His back was by the shelves; somehow he had transported himself from across the room in the space of a split second to escape the flames. He even heard Severa’s shocked exhale of breath at his instant escape.
He looked around the shelves he hid behind and saw her summon another ball of flame, looking about for him.
“I’m doing my duty, that’s what I’m doing.”
“That’s crazy!” The fireball hit the bookshelf but again he'd vanished from there and was now by another shelf on the opposite end.
“That’s funny coming from you. Do you really think the son of a Madrigal would be born powerless or that he could suddenly have the ability to do what you just did? To kill near a dozen well trained Echelon guards with just a thought?”
“What are you talking about?” Kyrillos vanished before she could throw her fireball and appeared behind her.
Tackling her into a hold that cut off her circulation almost as tight as her embrace had been earlier. “Tell me what the hell is going on?!” Severa chortled but then a dagger from the decorative mantel flew into Kyrillos’ hand.
He didn’t want to ponder how that had happened only that he started to get some answers. Kyrillos placed the dagger at her temple and shook her violently, his confusion changing him.
“Talk or so help me I will screw a hole through your skull and find the answers myself.”
Severa breathed heavily and spoke. “I’m not your aunt.”
“Bullshit! I’ve known you all my life.” He pressured the dagger harder into the side of her head to prove his distaste for her lies.
“It’s the truth! Your memories have been warped by a Miasma enchantment...”
His mind was whirling in both shock and dread at those words. “What? Why would you...”
She laughed dryly, “It’s flattering that you would think it’s my handiwork. It was your father- except he isn’t that either.”
Kyrillos shoved her from him, the dagger still raised at her as he gaped at the smug look of the woman’s revelation.
“We’ve been replacing your memories; your mind reconstructed with a life you think you’ve lived.
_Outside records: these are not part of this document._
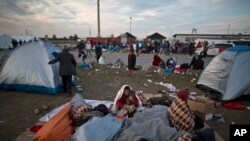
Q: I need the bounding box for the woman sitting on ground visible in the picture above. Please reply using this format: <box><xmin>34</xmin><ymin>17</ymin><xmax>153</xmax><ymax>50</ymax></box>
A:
<box><xmin>168</xmin><ymin>89</ymin><xmax>204</xmax><ymax>132</ymax></box>
<box><xmin>117</xmin><ymin>90</ymin><xmax>139</xmax><ymax>117</ymax></box>
<box><xmin>112</xmin><ymin>85</ymin><xmax>139</xmax><ymax>117</ymax></box>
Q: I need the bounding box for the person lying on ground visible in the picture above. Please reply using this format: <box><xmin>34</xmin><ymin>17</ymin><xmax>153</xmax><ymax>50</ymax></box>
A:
<box><xmin>112</xmin><ymin>85</ymin><xmax>139</xmax><ymax>114</ymax></box>
<box><xmin>118</xmin><ymin>90</ymin><xmax>139</xmax><ymax>117</ymax></box>
<box><xmin>189</xmin><ymin>55</ymin><xmax>204</xmax><ymax>70</ymax></box>
<box><xmin>168</xmin><ymin>89</ymin><xmax>204</xmax><ymax>132</ymax></box>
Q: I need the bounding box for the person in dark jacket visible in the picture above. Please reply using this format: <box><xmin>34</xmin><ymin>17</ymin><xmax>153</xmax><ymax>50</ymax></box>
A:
<box><xmin>49</xmin><ymin>45</ymin><xmax>76</xmax><ymax>95</ymax></box>
<box><xmin>128</xmin><ymin>49</ymin><xmax>136</xmax><ymax>75</ymax></box>
<box><xmin>189</xmin><ymin>55</ymin><xmax>204</xmax><ymax>70</ymax></box>
<box><xmin>77</xmin><ymin>40</ymin><xmax>85</xmax><ymax>57</ymax></box>
<box><xmin>95</xmin><ymin>43</ymin><xmax>102</xmax><ymax>64</ymax></box>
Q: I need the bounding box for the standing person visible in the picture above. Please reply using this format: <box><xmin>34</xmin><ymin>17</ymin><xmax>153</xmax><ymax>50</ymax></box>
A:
<box><xmin>95</xmin><ymin>42</ymin><xmax>102</xmax><ymax>64</ymax></box>
<box><xmin>49</xmin><ymin>45</ymin><xmax>76</xmax><ymax>96</ymax></box>
<box><xmin>135</xmin><ymin>41</ymin><xmax>140</xmax><ymax>56</ymax></box>
<box><xmin>77</xmin><ymin>40</ymin><xmax>85</xmax><ymax>57</ymax></box>
<box><xmin>152</xmin><ymin>53</ymin><xmax>162</xmax><ymax>67</ymax></box>
<box><xmin>128</xmin><ymin>49</ymin><xmax>136</xmax><ymax>76</ymax></box>
<box><xmin>86</xmin><ymin>41</ymin><xmax>91</xmax><ymax>56</ymax></box>
<box><xmin>188</xmin><ymin>42</ymin><xmax>195</xmax><ymax>57</ymax></box>
<box><xmin>166</xmin><ymin>41</ymin><xmax>170</xmax><ymax>55</ymax></box>
<box><xmin>202</xmin><ymin>41</ymin><xmax>208</xmax><ymax>58</ymax></box>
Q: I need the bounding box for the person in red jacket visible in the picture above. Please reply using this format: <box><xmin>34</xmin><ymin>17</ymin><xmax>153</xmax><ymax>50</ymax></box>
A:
<box><xmin>112</xmin><ymin>85</ymin><xmax>139</xmax><ymax>117</ymax></box>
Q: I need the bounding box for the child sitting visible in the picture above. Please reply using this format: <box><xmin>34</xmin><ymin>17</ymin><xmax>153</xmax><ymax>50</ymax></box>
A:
<box><xmin>118</xmin><ymin>91</ymin><xmax>138</xmax><ymax>117</ymax></box>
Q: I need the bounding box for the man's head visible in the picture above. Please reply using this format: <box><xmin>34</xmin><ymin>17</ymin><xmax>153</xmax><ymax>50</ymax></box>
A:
<box><xmin>177</xmin><ymin>89</ymin><xmax>189</xmax><ymax>102</ymax></box>
<box><xmin>123</xmin><ymin>86</ymin><xmax>130</xmax><ymax>96</ymax></box>
<box><xmin>63</xmin><ymin>44</ymin><xmax>69</xmax><ymax>50</ymax></box>
<box><xmin>128</xmin><ymin>90</ymin><xmax>135</xmax><ymax>100</ymax></box>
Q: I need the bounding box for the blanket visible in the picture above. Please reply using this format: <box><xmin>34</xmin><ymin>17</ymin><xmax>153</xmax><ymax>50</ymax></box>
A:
<box><xmin>112</xmin><ymin>105</ymin><xmax>185</xmax><ymax>141</ymax></box>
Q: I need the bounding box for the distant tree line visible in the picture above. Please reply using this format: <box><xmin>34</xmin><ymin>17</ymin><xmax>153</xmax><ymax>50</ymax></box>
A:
<box><xmin>52</xmin><ymin>34</ymin><xmax>79</xmax><ymax>41</ymax></box>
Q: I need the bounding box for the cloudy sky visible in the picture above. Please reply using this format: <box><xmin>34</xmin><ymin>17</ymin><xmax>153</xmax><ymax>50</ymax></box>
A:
<box><xmin>0</xmin><ymin>0</ymin><xmax>250</xmax><ymax>38</ymax></box>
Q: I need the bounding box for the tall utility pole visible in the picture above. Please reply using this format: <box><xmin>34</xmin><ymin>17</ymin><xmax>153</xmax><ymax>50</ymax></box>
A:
<box><xmin>97</xmin><ymin>0</ymin><xmax>101</xmax><ymax>37</ymax></box>
<box><xmin>227</xmin><ymin>24</ymin><xmax>230</xmax><ymax>34</ymax></box>
<box><xmin>129</xmin><ymin>17</ymin><xmax>132</xmax><ymax>34</ymax></box>
<box><xmin>89</xmin><ymin>28</ymin><xmax>91</xmax><ymax>37</ymax></box>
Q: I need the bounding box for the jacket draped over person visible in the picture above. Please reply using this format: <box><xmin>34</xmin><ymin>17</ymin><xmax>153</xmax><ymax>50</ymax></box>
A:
<box><xmin>112</xmin><ymin>85</ymin><xmax>142</xmax><ymax>113</ymax></box>
<box><xmin>168</xmin><ymin>90</ymin><xmax>195</xmax><ymax>132</ymax></box>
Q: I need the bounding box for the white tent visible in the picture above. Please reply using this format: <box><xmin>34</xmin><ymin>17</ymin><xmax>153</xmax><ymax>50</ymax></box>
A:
<box><xmin>0</xmin><ymin>41</ymin><xmax>61</xmax><ymax>94</ymax></box>
<box><xmin>197</xmin><ymin>46</ymin><xmax>250</xmax><ymax>100</ymax></box>
<box><xmin>11</xmin><ymin>35</ymin><xmax>38</xmax><ymax>42</ymax></box>
<box><xmin>0</xmin><ymin>33</ymin><xmax>13</xmax><ymax>49</ymax></box>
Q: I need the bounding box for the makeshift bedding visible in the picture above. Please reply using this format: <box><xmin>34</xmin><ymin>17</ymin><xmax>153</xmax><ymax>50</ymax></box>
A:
<box><xmin>39</xmin><ymin>99</ymin><xmax>113</xmax><ymax>122</ymax></box>
<box><xmin>112</xmin><ymin>106</ymin><xmax>185</xmax><ymax>141</ymax></box>
<box><xmin>71</xmin><ymin>115</ymin><xmax>122</xmax><ymax>141</ymax></box>
<box><xmin>72</xmin><ymin>106</ymin><xmax>185</xmax><ymax>141</ymax></box>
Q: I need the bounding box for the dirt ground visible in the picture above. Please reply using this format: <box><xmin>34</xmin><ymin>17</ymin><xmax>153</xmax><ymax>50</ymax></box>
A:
<box><xmin>0</xmin><ymin>66</ymin><xmax>250</xmax><ymax>141</ymax></box>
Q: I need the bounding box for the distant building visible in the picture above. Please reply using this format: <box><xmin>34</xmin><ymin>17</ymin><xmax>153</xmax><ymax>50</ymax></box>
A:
<box><xmin>115</xmin><ymin>32</ymin><xmax>136</xmax><ymax>44</ymax></box>
<box><xmin>173</xmin><ymin>33</ymin><xmax>250</xmax><ymax>42</ymax></box>
<box><xmin>87</xmin><ymin>32</ymin><xmax>136</xmax><ymax>44</ymax></box>
<box><xmin>146</xmin><ymin>32</ymin><xmax>167</xmax><ymax>42</ymax></box>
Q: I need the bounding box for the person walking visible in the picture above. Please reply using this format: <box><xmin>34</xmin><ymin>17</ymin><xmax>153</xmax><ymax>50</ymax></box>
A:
<box><xmin>49</xmin><ymin>45</ymin><xmax>76</xmax><ymax>96</ymax></box>
<box><xmin>77</xmin><ymin>40</ymin><xmax>85</xmax><ymax>57</ymax></box>
<box><xmin>86</xmin><ymin>41</ymin><xmax>91</xmax><ymax>56</ymax></box>
<box><xmin>95</xmin><ymin>43</ymin><xmax>102</xmax><ymax>64</ymax></box>
<box><xmin>128</xmin><ymin>49</ymin><xmax>136</xmax><ymax>76</ymax></box>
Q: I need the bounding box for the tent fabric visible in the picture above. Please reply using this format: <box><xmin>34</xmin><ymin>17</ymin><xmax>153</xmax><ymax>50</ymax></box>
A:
<box><xmin>197</xmin><ymin>46</ymin><xmax>250</xmax><ymax>100</ymax></box>
<box><xmin>33</xmin><ymin>103</ymin><xmax>74</xmax><ymax>141</ymax></box>
<box><xmin>112</xmin><ymin>105</ymin><xmax>186</xmax><ymax>141</ymax></box>
<box><xmin>11</xmin><ymin>35</ymin><xmax>38</xmax><ymax>42</ymax></box>
<box><xmin>0</xmin><ymin>33</ymin><xmax>13</xmax><ymax>49</ymax></box>
<box><xmin>0</xmin><ymin>41</ymin><xmax>61</xmax><ymax>94</ymax></box>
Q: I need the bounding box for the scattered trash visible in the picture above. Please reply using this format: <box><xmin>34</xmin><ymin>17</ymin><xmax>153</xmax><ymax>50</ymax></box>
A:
<box><xmin>190</xmin><ymin>92</ymin><xmax>197</xmax><ymax>95</ymax></box>
<box><xmin>34</xmin><ymin>108</ymin><xmax>40</xmax><ymax>115</ymax></box>
<box><xmin>155</xmin><ymin>82</ymin><xmax>177</xmax><ymax>92</ymax></box>
<box><xmin>189</xmin><ymin>95</ymin><xmax>196</xmax><ymax>100</ymax></box>
<box><xmin>148</xmin><ymin>79</ymin><xmax>153</xmax><ymax>83</ymax></box>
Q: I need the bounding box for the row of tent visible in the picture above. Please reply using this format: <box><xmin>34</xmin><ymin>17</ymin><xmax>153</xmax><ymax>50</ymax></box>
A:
<box><xmin>0</xmin><ymin>36</ymin><xmax>250</xmax><ymax>100</ymax></box>
<box><xmin>0</xmin><ymin>33</ymin><xmax>38</xmax><ymax>49</ymax></box>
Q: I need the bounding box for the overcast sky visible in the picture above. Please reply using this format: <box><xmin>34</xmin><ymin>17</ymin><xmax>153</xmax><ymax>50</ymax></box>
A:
<box><xmin>0</xmin><ymin>0</ymin><xmax>250</xmax><ymax>38</ymax></box>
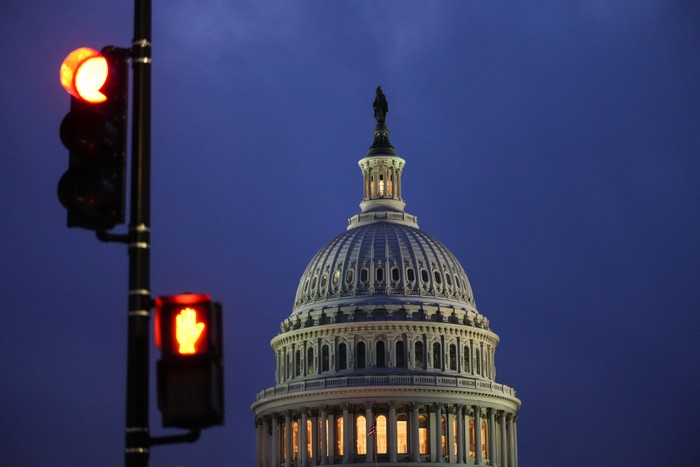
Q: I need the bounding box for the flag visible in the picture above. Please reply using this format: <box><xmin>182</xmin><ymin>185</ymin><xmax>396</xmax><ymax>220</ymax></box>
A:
<box><xmin>367</xmin><ymin>423</ymin><xmax>377</xmax><ymax>436</ymax></box>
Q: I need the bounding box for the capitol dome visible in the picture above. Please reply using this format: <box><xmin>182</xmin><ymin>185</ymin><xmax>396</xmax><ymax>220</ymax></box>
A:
<box><xmin>252</xmin><ymin>88</ymin><xmax>520</xmax><ymax>467</ymax></box>
<box><xmin>293</xmin><ymin>218</ymin><xmax>476</xmax><ymax>314</ymax></box>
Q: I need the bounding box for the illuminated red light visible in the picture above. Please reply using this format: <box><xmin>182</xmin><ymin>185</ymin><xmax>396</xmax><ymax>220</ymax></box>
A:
<box><xmin>60</xmin><ymin>47</ymin><xmax>109</xmax><ymax>104</ymax></box>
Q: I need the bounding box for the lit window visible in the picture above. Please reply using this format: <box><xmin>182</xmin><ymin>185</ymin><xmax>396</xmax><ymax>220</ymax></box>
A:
<box><xmin>418</xmin><ymin>415</ymin><xmax>428</xmax><ymax>454</ymax></box>
<box><xmin>355</xmin><ymin>415</ymin><xmax>367</xmax><ymax>455</ymax></box>
<box><xmin>414</xmin><ymin>341</ymin><xmax>425</xmax><ymax>368</ymax></box>
<box><xmin>335</xmin><ymin>416</ymin><xmax>343</xmax><ymax>456</ymax></box>
<box><xmin>306</xmin><ymin>347</ymin><xmax>314</xmax><ymax>375</ymax></box>
<box><xmin>440</xmin><ymin>416</ymin><xmax>447</xmax><ymax>457</ymax></box>
<box><xmin>469</xmin><ymin>417</ymin><xmax>476</xmax><ymax>457</ymax></box>
<box><xmin>396</xmin><ymin>415</ymin><xmax>408</xmax><ymax>454</ymax></box>
<box><xmin>396</xmin><ymin>341</ymin><xmax>406</xmax><ymax>368</ymax></box>
<box><xmin>377</xmin><ymin>341</ymin><xmax>386</xmax><ymax>368</ymax></box>
<box><xmin>338</xmin><ymin>342</ymin><xmax>348</xmax><ymax>370</ymax></box>
<box><xmin>356</xmin><ymin>342</ymin><xmax>365</xmax><ymax>368</ymax></box>
<box><xmin>433</xmin><ymin>342</ymin><xmax>442</xmax><ymax>369</ymax></box>
<box><xmin>306</xmin><ymin>419</ymin><xmax>314</xmax><ymax>459</ymax></box>
<box><xmin>292</xmin><ymin>422</ymin><xmax>299</xmax><ymax>460</ymax></box>
<box><xmin>377</xmin><ymin>415</ymin><xmax>388</xmax><ymax>454</ymax></box>
<box><xmin>321</xmin><ymin>344</ymin><xmax>329</xmax><ymax>371</ymax></box>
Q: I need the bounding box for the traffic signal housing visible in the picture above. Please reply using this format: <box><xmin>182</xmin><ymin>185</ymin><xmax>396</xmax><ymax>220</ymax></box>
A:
<box><xmin>154</xmin><ymin>294</ymin><xmax>224</xmax><ymax>429</ymax></box>
<box><xmin>58</xmin><ymin>46</ymin><xmax>129</xmax><ymax>231</ymax></box>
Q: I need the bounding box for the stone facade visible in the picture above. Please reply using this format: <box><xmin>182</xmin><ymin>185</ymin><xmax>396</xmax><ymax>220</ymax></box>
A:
<box><xmin>252</xmin><ymin>94</ymin><xmax>520</xmax><ymax>467</ymax></box>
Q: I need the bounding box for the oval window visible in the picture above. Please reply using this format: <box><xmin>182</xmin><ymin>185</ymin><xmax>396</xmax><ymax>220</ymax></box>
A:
<box><xmin>406</xmin><ymin>268</ymin><xmax>416</xmax><ymax>282</ymax></box>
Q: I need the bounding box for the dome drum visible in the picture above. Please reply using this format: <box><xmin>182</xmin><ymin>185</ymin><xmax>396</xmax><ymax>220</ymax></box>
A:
<box><xmin>252</xmin><ymin>88</ymin><xmax>520</xmax><ymax>467</ymax></box>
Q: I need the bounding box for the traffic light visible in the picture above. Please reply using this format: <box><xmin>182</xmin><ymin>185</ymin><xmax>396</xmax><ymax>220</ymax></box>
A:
<box><xmin>58</xmin><ymin>46</ymin><xmax>129</xmax><ymax>231</ymax></box>
<box><xmin>154</xmin><ymin>294</ymin><xmax>224</xmax><ymax>429</ymax></box>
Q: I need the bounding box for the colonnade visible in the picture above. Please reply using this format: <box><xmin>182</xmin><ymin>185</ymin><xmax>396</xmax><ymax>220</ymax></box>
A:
<box><xmin>256</xmin><ymin>402</ymin><xmax>518</xmax><ymax>467</ymax></box>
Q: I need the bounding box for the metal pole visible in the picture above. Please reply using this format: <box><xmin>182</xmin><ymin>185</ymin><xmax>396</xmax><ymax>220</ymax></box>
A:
<box><xmin>124</xmin><ymin>0</ymin><xmax>152</xmax><ymax>467</ymax></box>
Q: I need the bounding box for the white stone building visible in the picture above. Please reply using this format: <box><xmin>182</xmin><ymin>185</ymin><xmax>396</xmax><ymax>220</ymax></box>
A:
<box><xmin>252</xmin><ymin>90</ymin><xmax>520</xmax><ymax>467</ymax></box>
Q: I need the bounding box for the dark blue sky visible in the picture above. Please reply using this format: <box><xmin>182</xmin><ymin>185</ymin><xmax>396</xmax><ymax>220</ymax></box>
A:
<box><xmin>0</xmin><ymin>0</ymin><xmax>700</xmax><ymax>467</ymax></box>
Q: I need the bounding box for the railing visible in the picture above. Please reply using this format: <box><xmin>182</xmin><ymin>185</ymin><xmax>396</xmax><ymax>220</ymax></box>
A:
<box><xmin>255</xmin><ymin>375</ymin><xmax>515</xmax><ymax>400</ymax></box>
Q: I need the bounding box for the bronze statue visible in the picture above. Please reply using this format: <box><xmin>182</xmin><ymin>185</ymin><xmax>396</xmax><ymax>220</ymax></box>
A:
<box><xmin>372</xmin><ymin>86</ymin><xmax>389</xmax><ymax>123</ymax></box>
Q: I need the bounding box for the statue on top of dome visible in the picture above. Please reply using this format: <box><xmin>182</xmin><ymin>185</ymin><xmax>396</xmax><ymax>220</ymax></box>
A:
<box><xmin>372</xmin><ymin>86</ymin><xmax>389</xmax><ymax>123</ymax></box>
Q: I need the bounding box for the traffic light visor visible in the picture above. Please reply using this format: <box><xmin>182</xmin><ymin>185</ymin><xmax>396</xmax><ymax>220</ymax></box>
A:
<box><xmin>60</xmin><ymin>47</ymin><xmax>109</xmax><ymax>104</ymax></box>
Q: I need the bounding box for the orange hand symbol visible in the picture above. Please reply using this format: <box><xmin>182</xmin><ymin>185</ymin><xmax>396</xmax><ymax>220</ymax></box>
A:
<box><xmin>175</xmin><ymin>308</ymin><xmax>204</xmax><ymax>354</ymax></box>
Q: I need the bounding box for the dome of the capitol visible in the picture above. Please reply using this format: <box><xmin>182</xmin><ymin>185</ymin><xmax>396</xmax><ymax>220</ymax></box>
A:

It's an impressive enchantment, don’t you think?”
Kyrillos shook his head, his grip on the dagger's hilt faltering with the barrage of more and more fragments of foreign memories.
“This... everything? H-How long... have y-you been doing this Miasma... for how long? Why would you do this to me?” his voice had dropped a few octaves.
“Far too long for it to have broken now. Did you really think someone like you really fit into a family like ours? We Mortimers are the heirs of the Lemegeton.”
“If I’m not me... not Kyrillos Mortimer then who the hell am I?”
Severa shrugged, “Don’t ask me.”
Kyrillos narrowed a hot glare at her and he was immediately standing a hair’s breath from her, the dagger meeting her neck with a kiss of steel. “Tell me what you know then.”
Severa groaned a little from the painful cut, a trail of blood slipping down her neck. “If I had to guess, from all the trouble generations of Mortimers have gone through to bind your true nature and memories, you must be fairly important.”
What? Generations of Mortimers?
“And with this display of sorcery you’ve shown, it’s highly doubtful they merely enjoyed the glory of your conversation.”
Kyrillos scoffed out in disbelief, “What do you mean by generations of Mortimers? Why do you want to kill me?”
“I told you the enchantment’s been cast for a very, very long time.” Severa glowered back at his depthless eyes. “Besides, you haven’t even begun to see me try to kill you.”
Kyrillos felt her manæ rippling underneath her skin, being called up for a spell. He waited no longer in releasing his own.
This time when he disappeared it was in a vortex of crackling dark purple mist and darkness, ripping the space of the room in raucous storm.